Early that Sunday, the power had gone out for 14 hours due to a windstorm that brought down trees in our neighborhood. The power resumed mid-afternoon, and that evening, my kids and I were watching broadcast TV from a Mac mini captured by an old eyeTV tuner--which we controlled with an old white infrared Apple Remote.

Now, we've had that white Apple Remote for several years. The Apple TV is paired with a newer aluminum Apple Remote, and never the twain had met. Until now. Given that we've used both remotes separately for years, we must have hit some peculiar set of circumstances in which the white Apple Remote trained to the Apple TV. (I can't tell if the power outage was the culprit, but the command sequence to pair is "press and hold the Menu and Next/Fast-forward buttons for 6 seconds"--and I certainly didn't press that sequence!)
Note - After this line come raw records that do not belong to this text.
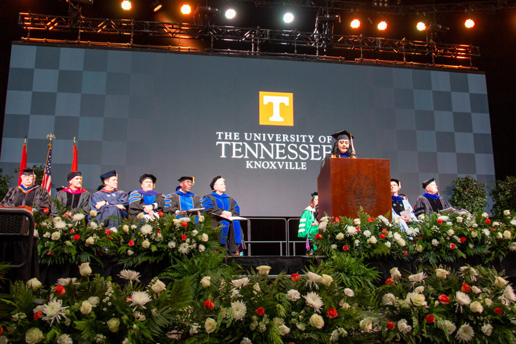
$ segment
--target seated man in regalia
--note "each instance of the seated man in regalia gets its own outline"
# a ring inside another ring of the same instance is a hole
[[[206,212],[216,215],[214,228],[222,226],[219,242],[230,255],[238,255],[246,249],[244,232],[238,220],[226,220],[232,216],[239,216],[240,207],[235,200],[225,194],[224,178],[218,175],[209,183],[213,192],[204,196],[202,204]]]
[[[167,196],[164,211],[176,215],[186,215],[190,209],[202,208],[201,197],[190,192],[195,178],[190,176],[183,176],[178,181],[179,182],[179,190]]]
[[[148,221],[159,217],[158,212],[163,210],[165,199],[163,193],[153,190],[156,186],[156,180],[153,174],[140,176],[141,189],[129,193],[129,215],[131,217],[136,217],[141,212]]]
[[[117,189],[118,177],[114,170],[101,175],[100,179],[104,187],[91,195],[90,205],[92,210],[97,211],[96,221],[108,222],[110,227],[116,226],[118,221],[108,218],[111,215],[119,218],[127,217],[128,196],[124,191]]]
[[[4,207],[19,207],[26,205],[41,215],[48,214],[50,207],[50,195],[46,189],[35,184],[36,175],[33,169],[22,170],[22,184],[11,188],[0,202]]]
[[[69,186],[57,191],[56,199],[63,209],[67,210],[63,217],[70,217],[82,212],[87,215],[90,211],[90,193],[83,188],[83,176],[80,171],[73,171],[67,175]],[[57,216],[58,210],[56,204],[52,204],[52,216]]]

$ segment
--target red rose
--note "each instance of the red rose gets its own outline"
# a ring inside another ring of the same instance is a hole
[[[42,316],[43,316],[43,312],[42,312],[41,310],[38,310],[36,313],[34,313],[34,320],[37,320]]]
[[[204,301],[204,303],[203,304],[206,306],[206,309],[208,309],[208,310],[209,310],[210,309],[213,309],[213,307],[215,306],[215,305],[213,304],[213,300],[212,300],[211,299],[208,299],[208,300]]]
[[[338,313],[337,313],[337,310],[335,308],[328,308],[328,310],[326,311],[326,315],[330,319],[335,319],[338,316]]]
[[[437,299],[439,300],[439,302],[441,302],[441,303],[443,305],[447,305],[450,303],[450,298],[444,294],[439,295],[439,297],[437,298]]]
[[[62,296],[66,292],[66,290],[64,290],[64,287],[60,284],[56,286],[55,288],[56,292],[57,293],[57,296]]]
[[[436,321],[436,317],[430,314],[426,316],[425,318],[425,320],[426,320],[426,323],[433,324]]]

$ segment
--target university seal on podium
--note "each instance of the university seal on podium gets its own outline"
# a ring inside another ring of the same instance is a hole
[[[376,205],[376,188],[373,181],[365,174],[359,173],[349,181],[346,196],[353,214],[358,212],[360,207],[370,214]]]

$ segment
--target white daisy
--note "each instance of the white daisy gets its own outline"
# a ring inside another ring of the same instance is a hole
[[[318,313],[320,312],[321,308],[324,306],[322,299],[317,295],[317,293],[313,291],[311,291],[303,297],[307,301],[307,303],[313,307],[314,310]]]
[[[243,302],[238,301],[231,303],[231,309],[233,310],[233,319],[235,320],[240,320],[244,319],[246,316],[247,307]]]

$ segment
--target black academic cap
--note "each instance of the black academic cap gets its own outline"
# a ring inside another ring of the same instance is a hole
[[[194,178],[194,177],[191,177],[189,175],[184,175],[178,179],[178,181],[180,183],[181,183],[182,182],[184,182],[185,181],[191,181],[192,184],[193,184],[195,183],[195,178]]]
[[[399,181],[398,181],[398,179],[395,179],[394,178],[391,178],[391,182],[395,182],[396,183],[396,184],[398,184],[398,187],[401,187],[401,183],[400,183],[399,182]]]
[[[34,174],[34,169],[25,169],[24,170],[22,170],[22,175],[30,175],[31,174]]]
[[[68,181],[70,182],[72,178],[75,178],[78,175],[80,175],[80,176],[83,176],[83,175],[80,174],[80,171],[72,171],[67,175],[66,177]]]
[[[213,187],[215,186],[215,183],[217,182],[217,181],[218,181],[219,179],[222,177],[222,176],[218,175],[213,178],[213,180],[212,181],[212,182],[209,183],[209,187],[210,188],[211,188],[212,190],[213,190]]]
[[[117,171],[115,170],[112,171],[110,171],[108,172],[106,172],[104,174],[100,175],[100,180],[104,183],[104,181],[109,178],[109,177],[112,177],[113,176],[117,175]]]
[[[352,136],[351,134],[345,130],[341,130],[338,133],[332,134],[331,136],[337,141],[339,140],[351,140],[352,138],[354,138],[354,136]]]
[[[147,173],[140,176],[140,184],[141,184],[143,182],[143,181],[147,178],[152,181],[152,184],[156,184],[156,176],[154,174],[147,174]]]
[[[432,178],[431,179],[429,179],[428,181],[425,181],[424,182],[423,182],[423,184],[422,184],[423,185],[423,188],[426,189],[426,187],[428,186],[428,184],[432,183],[432,182],[435,181],[435,180],[436,180],[435,179]]]

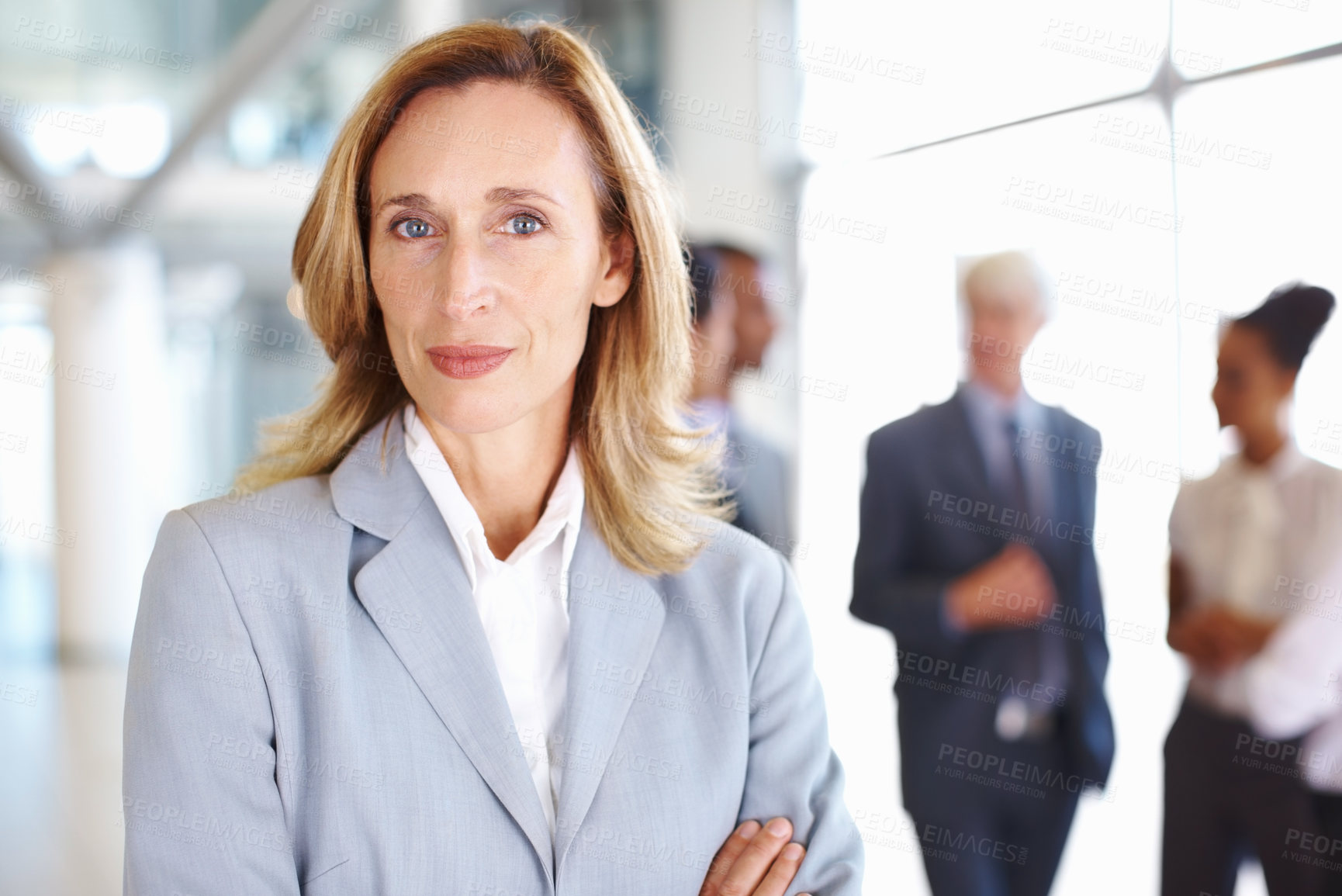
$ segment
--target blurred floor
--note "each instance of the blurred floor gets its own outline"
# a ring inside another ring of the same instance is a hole
[[[125,697],[122,664],[0,664],[0,893],[121,892]]]

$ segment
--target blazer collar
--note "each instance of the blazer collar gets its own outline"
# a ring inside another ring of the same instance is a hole
[[[399,410],[364,433],[330,490],[344,519],[388,542],[354,574],[360,602],[553,881],[652,657],[666,616],[660,578],[616,561],[584,507],[569,566],[564,734],[550,738],[552,762],[564,763],[552,845],[466,569],[405,453]]]

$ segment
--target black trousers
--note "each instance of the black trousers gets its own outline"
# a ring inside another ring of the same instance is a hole
[[[1342,794],[1314,791],[1314,813],[1319,828],[1329,838],[1327,856],[1333,860],[1327,868],[1327,896],[1342,896]]]
[[[935,789],[913,805],[906,794],[931,892],[1047,896],[1082,779],[1070,774],[1056,738],[1007,743],[990,736],[980,750],[993,757],[990,769],[973,759],[934,763]]]
[[[1321,830],[1310,791],[1284,750],[1244,722],[1185,697],[1165,738],[1162,896],[1232,896],[1256,856],[1271,896],[1319,896],[1327,872],[1302,849]],[[1275,744],[1275,746],[1274,746]],[[1272,757],[1278,759],[1272,759]]]

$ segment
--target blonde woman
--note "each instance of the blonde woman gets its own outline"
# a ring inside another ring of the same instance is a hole
[[[679,423],[690,283],[599,56],[407,50],[293,268],[336,366],[164,520],[125,891],[858,893],[796,579]]]

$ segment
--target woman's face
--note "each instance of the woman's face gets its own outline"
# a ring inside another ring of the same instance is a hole
[[[1216,357],[1212,402],[1223,427],[1241,435],[1272,432],[1295,374],[1268,349],[1267,337],[1252,327],[1231,325]]]
[[[628,288],[632,241],[603,233],[565,111],[514,85],[425,90],[369,194],[373,288],[420,412],[460,433],[566,421],[588,317]]]

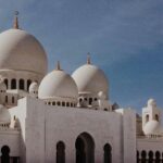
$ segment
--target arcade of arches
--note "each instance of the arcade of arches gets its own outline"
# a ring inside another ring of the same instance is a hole
[[[65,163],[65,145],[63,141],[57,143],[57,163]],[[76,141],[76,163],[95,163],[95,141],[87,134],[80,134]],[[112,148],[109,143],[103,146],[103,163],[112,163]]]
[[[137,151],[137,163],[163,163],[163,152],[160,151]]]

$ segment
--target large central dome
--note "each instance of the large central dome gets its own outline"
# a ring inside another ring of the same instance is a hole
[[[40,42],[22,29],[0,34],[0,70],[28,71],[45,75],[47,55]]]

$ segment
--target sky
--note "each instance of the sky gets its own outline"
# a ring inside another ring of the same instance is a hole
[[[20,12],[21,28],[72,74],[86,63],[109,78],[112,103],[141,112],[149,98],[163,109],[163,0],[0,0],[0,33]]]

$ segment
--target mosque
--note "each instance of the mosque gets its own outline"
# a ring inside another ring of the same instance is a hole
[[[161,110],[142,114],[109,99],[109,80],[87,59],[72,75],[47,74],[41,43],[18,27],[0,34],[1,163],[162,163]]]

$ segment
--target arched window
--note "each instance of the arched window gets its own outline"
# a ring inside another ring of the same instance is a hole
[[[160,159],[161,154],[159,151],[155,152],[155,163],[161,163],[161,159]]]
[[[146,156],[147,156],[147,153],[146,151],[141,151],[141,163],[146,163]]]
[[[1,163],[10,163],[10,148],[8,146],[3,146],[1,148]]]
[[[146,122],[149,122],[149,114],[146,115]]]
[[[8,79],[7,78],[4,79],[4,84],[5,84],[7,89],[8,89]]]
[[[11,79],[11,89],[16,89],[16,79]]]
[[[159,115],[158,114],[155,114],[155,120],[159,122]]]
[[[57,163],[65,163],[65,145],[63,141],[57,143]]]
[[[149,158],[149,163],[153,163],[153,152],[152,151],[149,151],[148,153],[148,158]]]
[[[21,78],[18,85],[20,85],[20,89],[24,90],[24,79]]]
[[[12,97],[12,103],[14,103],[15,101],[14,101],[14,97]]]
[[[112,148],[109,143],[105,143],[103,147],[103,159],[104,159],[104,163],[112,163]]]
[[[91,103],[92,103],[92,98],[89,98],[89,104],[91,105]]]
[[[5,102],[8,103],[8,96],[5,96]]]
[[[29,90],[30,84],[32,84],[32,80],[30,80],[30,79],[27,79],[27,90]]]
[[[80,134],[75,142],[76,163],[95,163],[95,141],[87,134]]]

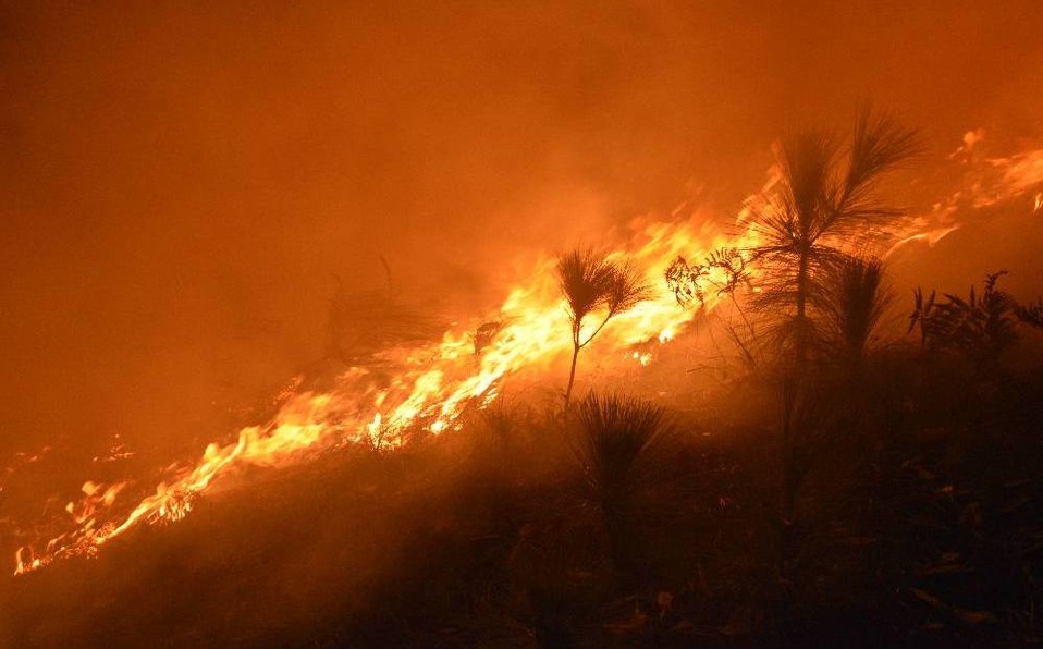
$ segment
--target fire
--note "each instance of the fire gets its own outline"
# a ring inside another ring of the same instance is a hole
[[[709,253],[721,245],[750,245],[748,235],[728,237],[695,220],[673,223],[630,223],[621,235],[626,243],[612,253],[645,269],[651,298],[621,314],[593,345],[605,358],[622,357],[640,365],[651,351],[634,352],[649,341],[666,344],[694,317],[679,308],[662,282],[663,269],[677,255]],[[140,525],[157,525],[187,516],[197,499],[219,479],[230,479],[249,466],[289,466],[351,444],[390,450],[405,443],[409,429],[433,434],[459,427],[470,408],[488,405],[504,378],[522,367],[547,368],[570,348],[568,319],[554,275],[553,257],[539,261],[535,282],[511,290],[499,311],[502,327],[478,355],[470,331],[450,331],[437,345],[389,350],[389,365],[400,370],[390,382],[355,367],[328,393],[296,393],[296,380],[278,400],[279,413],[263,426],[244,428],[235,441],[211,443],[195,465],[175,472],[151,495],[127,505],[118,498],[127,482],[86,482],[83,498],[71,502],[72,529],[52,538],[36,553],[24,547],[15,554],[15,574],[70,556],[93,556],[112,539]],[[708,305],[711,306],[711,305]],[[119,450],[121,453],[122,449]]]
[[[959,230],[958,212],[978,210],[1006,203],[1038,189],[1043,184],[1043,148],[990,158],[982,154],[985,131],[978,128],[964,135],[962,144],[949,155],[962,169],[964,184],[944,200],[935,203],[931,211],[908,219],[893,233],[894,244],[885,253],[891,255],[911,242],[934,246],[948,234]],[[1032,211],[1043,205],[1043,192],[1036,192]]]
[[[981,132],[969,134],[961,149],[970,151],[983,137]],[[992,184],[979,187],[972,206],[1024,194],[1043,182],[1043,149],[986,162],[995,172],[990,176]],[[655,345],[670,343],[695,316],[694,309],[678,307],[663,282],[664,269],[680,255],[702,257],[724,247],[756,247],[757,233],[749,215],[776,182],[774,170],[762,193],[748,199],[731,233],[699,218],[673,222],[639,219],[612,233],[623,243],[611,256],[625,257],[642,269],[651,295],[614,318],[592,348],[604,358],[641,366],[652,363]],[[1041,196],[1035,197],[1036,209]],[[957,193],[938,203],[932,215],[907,221],[893,233],[896,246],[910,241],[936,243],[959,226],[954,212],[966,200]],[[72,529],[47,541],[40,553],[28,547],[19,549],[15,574],[63,558],[91,556],[140,525],[179,521],[218,480],[229,480],[246,467],[289,466],[355,444],[391,450],[403,445],[410,430],[442,434],[458,429],[461,417],[468,409],[488,405],[512,372],[555,363],[564,366],[572,341],[554,266],[551,256],[538,261],[527,274],[533,281],[508,291],[499,311],[480,328],[450,331],[437,344],[383,351],[384,365],[397,368],[390,380],[372,369],[354,367],[339,377],[330,392],[312,393],[298,392],[298,378],[280,395],[280,409],[271,421],[244,428],[232,442],[209,444],[198,462],[174,470],[136,504],[119,498],[127,482],[84,483],[83,498],[66,506]],[[751,289],[759,291],[756,282]],[[722,295],[708,292],[702,306],[713,308],[721,299]],[[495,324],[490,327],[492,322]],[[473,334],[476,330],[481,340]],[[122,448],[113,450],[114,456],[123,453]]]

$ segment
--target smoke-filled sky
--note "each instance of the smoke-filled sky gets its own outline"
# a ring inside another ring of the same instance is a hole
[[[1043,136],[1035,0],[3,4],[0,458],[212,437],[321,354],[333,273],[480,314],[860,99],[938,158]]]

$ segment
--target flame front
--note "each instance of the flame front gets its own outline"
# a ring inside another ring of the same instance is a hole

Then, while pausing, selecting menu items, and otherwise controlling the eyeTV software, I was also invisibly navigating the iTunes Store on the Apple TV and purchasing songs. The sequence of purchases then made sense: all M's--Mike Oldfield, "Mess Is Mine" by Vance Joy, and MisterWives. (No offense to the artists in question; I don't know their work at all, other than Oldfield.)

All that remained was to unpair the white Apple Remote from the Apple TV to get rid of the ghost in the machine.